Limitations & open questions
- Small cohort (n=25). Statistical power for rare events and pathway enrichment is limited; novel single-tumor NFIB fusion partners (RPS6KA2, MYO6, RIMS1) are not corroborated by other ACC sequencing studies.
- mRNA confirmation incomplete. Only 2/6 non-MYB NFIB DNA rearrangements yielded detectable fusion transcripts, leaving the functional significance of those novel rearrangements unclear.
- Functional role of NFIB overexpression unresolved. NFIB mRNA is elevated in tumors regardless of fusion status (p=0.91 between groups), but the mechanism of dysregulation in fusion-negative tumors is not characterized.
- T-cell-receptor amplifications interpreted with caution as potential artifacts of TCR gene rearrangement in tumor-infiltrating lymphocytes.

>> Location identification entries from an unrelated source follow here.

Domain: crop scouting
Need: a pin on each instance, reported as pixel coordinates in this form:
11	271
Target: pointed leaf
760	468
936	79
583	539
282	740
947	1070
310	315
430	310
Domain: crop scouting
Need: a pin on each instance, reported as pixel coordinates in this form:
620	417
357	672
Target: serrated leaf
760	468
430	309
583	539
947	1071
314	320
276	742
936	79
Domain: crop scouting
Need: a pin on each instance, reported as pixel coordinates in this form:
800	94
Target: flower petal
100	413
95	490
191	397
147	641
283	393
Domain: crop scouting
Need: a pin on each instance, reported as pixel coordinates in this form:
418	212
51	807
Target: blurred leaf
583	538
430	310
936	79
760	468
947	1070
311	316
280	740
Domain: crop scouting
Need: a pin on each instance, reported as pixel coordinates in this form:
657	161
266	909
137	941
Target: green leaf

- No survival/outcome data; cohort is descriptive genomic-discovery only.
- DUX4 deletion calls at 10q26.3 are flagged by the genomic context (tandem-repeat region) as needing orthogonal validation.
- Therapeutic implications are speculative. The paper proposes NFIB, Rho, axon-guidance, and Notch pathways as therapeutic targets but provides no in vitro or in vivo functional data; downstream functional characterization is called out as required.
- Cross-paper synthesis: authors corroborate chromatin-regulator and Notch findings from Ho et al. (PMID:23685749), Stephens et al. (PMID:23778141), and Ross et al. (PMID:24418857); the novel finding here is the pan-NFIB rearrangement landscape and the Rho-pathway involvement.
Citations from this paper used in the wiki
- “We identified this translocation [t(6;9) MYB-NFIB] in 11 of 25 tumors (44%, 95%CI=27–63%)” — Results, p.7.
- “Overall, NFIB translocations occurred in 15 of 25 tumors (60%, 95%CI=41–77%)” — Results, p.7.
- “NFIB was overexpressed in tumors relative to normal tissues (p=0.002)” — Results, p.7.
- “NFIB expression was not significantly different in tumors with NFIB fusion genes compared to those without NFIB fusion genes (p=0.91)” — Results, p.7.
- “11 (44%, 95%CI=27–63%) tumors containing somatic mutations in one or more members of this [Rho GTPase] pathway (p=3.9x10−6)” — Results (Pathway analyses), p.8.
- “The axon guidance signaling pathway was also highly disrupted (14 tumors [56%, 95%CI=37–73%], p=8.3x10−5)” — Results (Pathway analyses), p.8.
- “NOTCH1 was the most frequently altered gene, with four mutations in three tumors” — Results (Sequence mutations), p.6.
- “p=3.8 x 10−6, randomization-based test” for chromatin-regulator truncating-mutation enrichment, with MLL2 (p=0.008) and EP300 (p=0.01) individually significant — Results, p.6.
- “Our data implicate that targeting NFIB alone may also be of high yield” — Discussion, p.10.